Beyond the rally-turned-waltz scene, Schlöndorff takes every opportunity to place Nazi symbols in bizarre scenarios. As more and more people in Oskar’s life, including Alfred, don Nazi regalia, this encroaching threat is depicted largely as cartoonish or pathetic. A rinky-dink Nazi parade of a half dozen people trudges, ignored, down a street in one scene; a dwarf in a tuxedo weaves a unicycle through a series of tiny Nazi flags in another. Viewed in 2018, these scenes serve as a reminder that even at its most absurd, white nationalism possesses the seed of malignant ruin. The symbolism behind the death of Agnes also resonates today. After she is repulsed and grows ill at the sight of a fisherman pulling eels out of a horse’s head used as bait, Alfred nevertheless insists she eat the eels he’s purchased and prepared. When she finally does so, she embarks on a demented fish-binge over the ensuing weeks, which ultimately leads to her demise. In 2018, when faced with a torrent of vulgarity delivered on a 24-hour-loop, a penchant for compulsively consuming information that repulses us may be one of modern society’s greatest ills.

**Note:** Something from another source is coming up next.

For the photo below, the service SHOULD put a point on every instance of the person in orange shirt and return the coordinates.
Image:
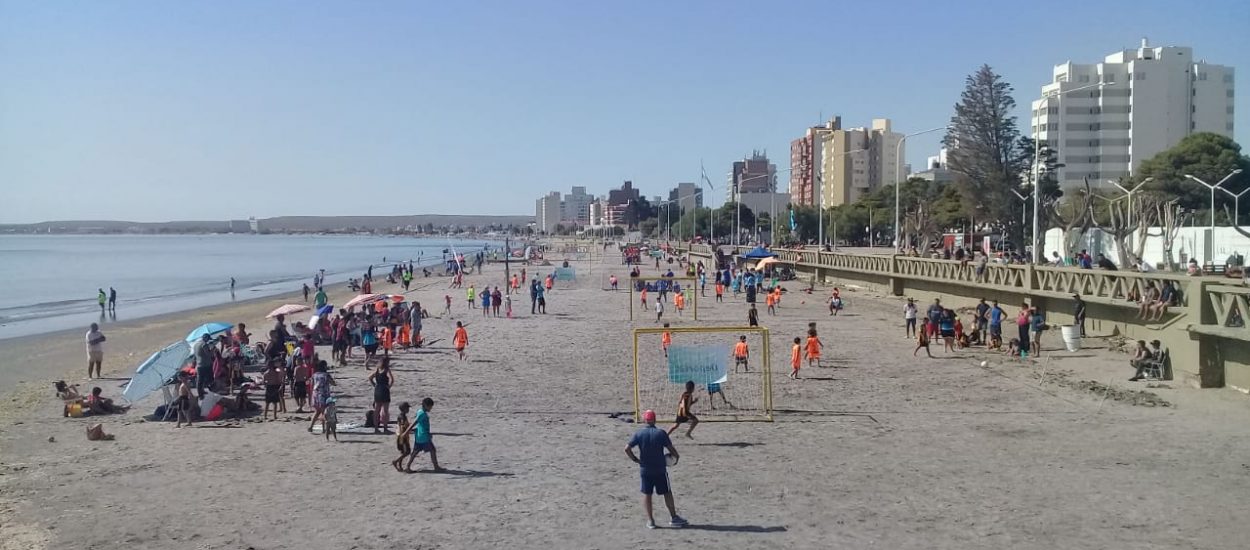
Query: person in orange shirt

Despite winning an Oscar for the foreign-language film and the Palme d’Or at Cannes, The Tin Drum wasn’t universally well-received. The involvement of an 11-year-old actor in sex scenes—as relatively inexplicit as they are—led to censorship in Canada and the film briefly being banned in Oklahoma as recently at 1997. Roger Ebert notably took issue with the vague symbolism of the drum itself, asserting that even if it was meant as the manifestation of some moral authority, the “obnoxious” drumming by Oskar was still nevertheless, at best, the act of a “pious little bastard.” In an era when the President of the United States acts like a perpetual child who essentially throws screaming tantrums whenever he doesn’t get his way, some of the film’s subversive absurdism is lost on the audience. But current events aside, The Tin Drum remains one of the more intriguingly peculiar coming-of-age stories to come out of the late 20th century, and one that nimbly weaves between the fantastic and tragic with uncanny aplomb.